I recently was talking about Mint Juleps with some friends, and in my ignorance, I said, “I bet Andy Sturdevant makes a mean mint julep.” (because I found out that he was from Louisville)  I was quickly corrected, I had assumed that Kentuckians drank them like Milwaukeeians drink brandy old-fashioneds.  After some research, I found some quotes to back up the julep-less city of Louisville:

“I don’t know if I can make a julep, hon,” she says, slight panic in her eyes. “We don’t have any fresh mint.”  “Hope this is OK,” she says. “Don’t really know what they’re supposed to taste like. I don’t drink ‘em.” -A bartender at John E.’s

“I tried one once,” he says. “But it was way too sweet. And if it was so good, why don’t we drink them year-round?” -bartender Tom Curley of the Pendennis Club

“I don’t drink ‘em unless I have to ” -Julian Van Winkle, a third-generation bourbon maker, president of Old Rip Van Winkle Distillery.
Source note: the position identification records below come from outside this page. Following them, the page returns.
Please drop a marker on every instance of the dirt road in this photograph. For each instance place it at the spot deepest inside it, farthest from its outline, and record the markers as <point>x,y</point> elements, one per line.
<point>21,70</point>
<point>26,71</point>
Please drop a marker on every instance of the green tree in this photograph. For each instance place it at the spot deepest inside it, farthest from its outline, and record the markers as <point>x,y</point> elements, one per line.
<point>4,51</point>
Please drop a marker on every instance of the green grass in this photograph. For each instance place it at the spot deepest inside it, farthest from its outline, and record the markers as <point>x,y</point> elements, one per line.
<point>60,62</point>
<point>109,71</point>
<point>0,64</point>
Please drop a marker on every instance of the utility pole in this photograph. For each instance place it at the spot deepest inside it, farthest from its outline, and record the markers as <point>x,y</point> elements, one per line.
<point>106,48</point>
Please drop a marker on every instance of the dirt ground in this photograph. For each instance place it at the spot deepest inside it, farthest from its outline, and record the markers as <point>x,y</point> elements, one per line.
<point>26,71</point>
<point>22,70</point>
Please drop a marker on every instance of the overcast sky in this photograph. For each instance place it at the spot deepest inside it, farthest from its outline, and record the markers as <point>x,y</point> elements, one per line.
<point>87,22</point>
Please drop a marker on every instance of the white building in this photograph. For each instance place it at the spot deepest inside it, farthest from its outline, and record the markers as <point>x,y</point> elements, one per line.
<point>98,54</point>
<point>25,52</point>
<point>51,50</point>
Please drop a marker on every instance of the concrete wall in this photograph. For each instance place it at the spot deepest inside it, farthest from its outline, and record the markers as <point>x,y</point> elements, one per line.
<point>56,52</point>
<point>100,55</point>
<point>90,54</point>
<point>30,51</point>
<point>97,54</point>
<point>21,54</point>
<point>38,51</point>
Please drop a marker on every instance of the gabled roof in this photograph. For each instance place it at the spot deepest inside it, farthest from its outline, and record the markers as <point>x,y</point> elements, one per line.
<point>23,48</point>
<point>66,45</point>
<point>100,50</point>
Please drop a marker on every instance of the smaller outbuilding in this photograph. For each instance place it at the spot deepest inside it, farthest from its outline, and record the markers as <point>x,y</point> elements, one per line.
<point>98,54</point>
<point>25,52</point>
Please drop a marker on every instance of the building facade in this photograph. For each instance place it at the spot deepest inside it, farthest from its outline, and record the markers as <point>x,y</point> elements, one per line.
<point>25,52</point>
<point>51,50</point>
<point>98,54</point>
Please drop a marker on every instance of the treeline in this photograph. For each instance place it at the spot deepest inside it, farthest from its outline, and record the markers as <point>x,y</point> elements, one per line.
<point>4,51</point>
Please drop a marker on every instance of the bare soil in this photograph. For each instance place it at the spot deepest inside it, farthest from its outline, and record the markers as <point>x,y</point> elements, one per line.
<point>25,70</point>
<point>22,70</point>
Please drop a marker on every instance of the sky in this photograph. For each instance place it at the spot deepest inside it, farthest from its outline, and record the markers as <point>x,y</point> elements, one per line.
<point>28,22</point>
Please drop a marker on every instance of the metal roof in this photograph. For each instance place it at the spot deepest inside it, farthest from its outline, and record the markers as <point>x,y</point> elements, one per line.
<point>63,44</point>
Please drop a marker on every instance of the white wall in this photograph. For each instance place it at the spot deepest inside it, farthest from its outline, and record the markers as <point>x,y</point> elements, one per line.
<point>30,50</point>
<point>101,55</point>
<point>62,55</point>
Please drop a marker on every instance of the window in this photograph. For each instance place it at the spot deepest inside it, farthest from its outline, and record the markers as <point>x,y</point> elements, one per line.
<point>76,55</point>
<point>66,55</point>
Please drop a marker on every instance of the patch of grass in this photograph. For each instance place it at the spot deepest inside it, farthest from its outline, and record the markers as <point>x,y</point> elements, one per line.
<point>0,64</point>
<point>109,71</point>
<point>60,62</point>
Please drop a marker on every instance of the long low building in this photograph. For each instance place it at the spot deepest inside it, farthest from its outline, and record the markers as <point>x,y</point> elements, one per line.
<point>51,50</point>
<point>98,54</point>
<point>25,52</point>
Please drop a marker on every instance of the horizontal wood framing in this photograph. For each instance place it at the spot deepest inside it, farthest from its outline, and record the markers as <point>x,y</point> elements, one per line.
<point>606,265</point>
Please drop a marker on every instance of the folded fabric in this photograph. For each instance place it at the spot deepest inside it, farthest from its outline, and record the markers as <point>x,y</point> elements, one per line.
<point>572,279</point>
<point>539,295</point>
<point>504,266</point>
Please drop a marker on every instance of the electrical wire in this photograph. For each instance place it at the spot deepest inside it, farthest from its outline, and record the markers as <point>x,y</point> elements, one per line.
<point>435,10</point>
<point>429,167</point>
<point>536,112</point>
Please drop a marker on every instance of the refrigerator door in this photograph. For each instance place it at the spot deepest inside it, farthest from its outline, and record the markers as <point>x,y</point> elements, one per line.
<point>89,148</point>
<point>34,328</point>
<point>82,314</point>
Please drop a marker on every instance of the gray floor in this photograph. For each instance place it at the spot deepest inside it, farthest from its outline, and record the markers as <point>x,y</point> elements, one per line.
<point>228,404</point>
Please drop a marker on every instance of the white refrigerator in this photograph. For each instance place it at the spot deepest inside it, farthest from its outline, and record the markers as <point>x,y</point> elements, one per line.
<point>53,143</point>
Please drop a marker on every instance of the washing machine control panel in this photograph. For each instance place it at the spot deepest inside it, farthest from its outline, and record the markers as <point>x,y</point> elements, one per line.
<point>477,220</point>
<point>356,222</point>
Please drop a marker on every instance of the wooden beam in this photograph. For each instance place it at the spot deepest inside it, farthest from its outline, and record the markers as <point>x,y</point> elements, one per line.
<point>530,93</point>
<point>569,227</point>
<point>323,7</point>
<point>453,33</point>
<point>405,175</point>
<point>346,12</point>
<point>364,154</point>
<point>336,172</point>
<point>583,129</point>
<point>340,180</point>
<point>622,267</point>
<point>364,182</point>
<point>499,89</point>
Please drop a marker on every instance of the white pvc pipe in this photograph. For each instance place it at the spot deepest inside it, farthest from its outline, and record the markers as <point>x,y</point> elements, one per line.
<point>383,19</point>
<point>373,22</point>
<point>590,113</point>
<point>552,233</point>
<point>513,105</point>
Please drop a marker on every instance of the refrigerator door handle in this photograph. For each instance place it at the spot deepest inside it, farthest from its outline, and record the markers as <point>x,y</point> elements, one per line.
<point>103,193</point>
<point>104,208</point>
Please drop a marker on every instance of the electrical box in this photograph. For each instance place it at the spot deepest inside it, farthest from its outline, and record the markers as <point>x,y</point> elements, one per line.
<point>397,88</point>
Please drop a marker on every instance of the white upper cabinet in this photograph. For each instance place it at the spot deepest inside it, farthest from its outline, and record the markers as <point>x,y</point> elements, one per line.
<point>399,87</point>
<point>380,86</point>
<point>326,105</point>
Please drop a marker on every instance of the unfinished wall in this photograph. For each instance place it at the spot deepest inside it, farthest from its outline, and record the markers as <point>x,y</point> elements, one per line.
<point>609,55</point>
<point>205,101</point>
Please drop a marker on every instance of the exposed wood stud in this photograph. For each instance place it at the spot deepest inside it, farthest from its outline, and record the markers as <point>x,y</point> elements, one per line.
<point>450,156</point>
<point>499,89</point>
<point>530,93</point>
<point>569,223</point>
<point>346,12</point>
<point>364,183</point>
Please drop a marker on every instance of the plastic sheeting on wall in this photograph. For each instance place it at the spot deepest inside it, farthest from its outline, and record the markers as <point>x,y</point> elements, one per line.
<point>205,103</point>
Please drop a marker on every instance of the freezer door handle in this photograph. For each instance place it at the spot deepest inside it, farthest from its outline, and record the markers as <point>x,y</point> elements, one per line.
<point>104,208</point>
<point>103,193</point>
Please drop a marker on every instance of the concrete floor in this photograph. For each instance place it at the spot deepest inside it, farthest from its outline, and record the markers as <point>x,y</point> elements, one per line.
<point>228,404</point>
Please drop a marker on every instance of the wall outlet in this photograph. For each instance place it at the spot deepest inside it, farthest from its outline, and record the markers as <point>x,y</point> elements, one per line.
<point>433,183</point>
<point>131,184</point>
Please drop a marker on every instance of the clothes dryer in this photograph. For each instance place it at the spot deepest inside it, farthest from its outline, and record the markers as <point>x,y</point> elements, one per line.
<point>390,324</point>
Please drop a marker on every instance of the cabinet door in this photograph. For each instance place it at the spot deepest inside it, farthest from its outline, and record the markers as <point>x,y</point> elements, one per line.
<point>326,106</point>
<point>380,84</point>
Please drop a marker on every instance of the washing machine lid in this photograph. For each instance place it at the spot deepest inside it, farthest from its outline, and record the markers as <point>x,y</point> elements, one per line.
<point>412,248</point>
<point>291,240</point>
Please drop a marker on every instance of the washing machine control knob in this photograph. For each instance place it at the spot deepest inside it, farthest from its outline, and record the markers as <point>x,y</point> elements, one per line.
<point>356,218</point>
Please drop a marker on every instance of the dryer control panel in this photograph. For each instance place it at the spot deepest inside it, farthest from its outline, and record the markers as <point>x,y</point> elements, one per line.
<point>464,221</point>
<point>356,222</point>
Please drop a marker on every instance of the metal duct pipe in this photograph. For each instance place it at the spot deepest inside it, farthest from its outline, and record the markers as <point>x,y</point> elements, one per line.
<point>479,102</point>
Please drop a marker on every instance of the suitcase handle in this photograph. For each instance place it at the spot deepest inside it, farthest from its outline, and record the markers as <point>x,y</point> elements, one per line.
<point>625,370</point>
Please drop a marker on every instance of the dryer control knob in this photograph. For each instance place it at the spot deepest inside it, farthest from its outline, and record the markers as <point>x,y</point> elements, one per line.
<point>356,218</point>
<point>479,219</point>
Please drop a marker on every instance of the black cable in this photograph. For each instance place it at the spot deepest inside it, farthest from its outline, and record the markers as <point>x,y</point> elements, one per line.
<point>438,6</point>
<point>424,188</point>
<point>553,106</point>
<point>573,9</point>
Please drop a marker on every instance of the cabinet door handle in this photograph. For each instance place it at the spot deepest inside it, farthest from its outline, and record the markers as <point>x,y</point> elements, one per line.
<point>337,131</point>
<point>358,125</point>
“You can tell the people from out of town at Derby parties,” says Kimberly Jones, a chef-instructor at Sullivan University in Louisville and director of the culinary school’s Juleps Catering. “They get all excited because they feel like a julep is the thing they have to drink.”

(all quotes from here)


So I apologize to Louisville.  I shouldn’t have assumed that your city drinks juleps year-round, or even at derby time.  Maybe you should try an old fashioned sweet.  They’re delicious.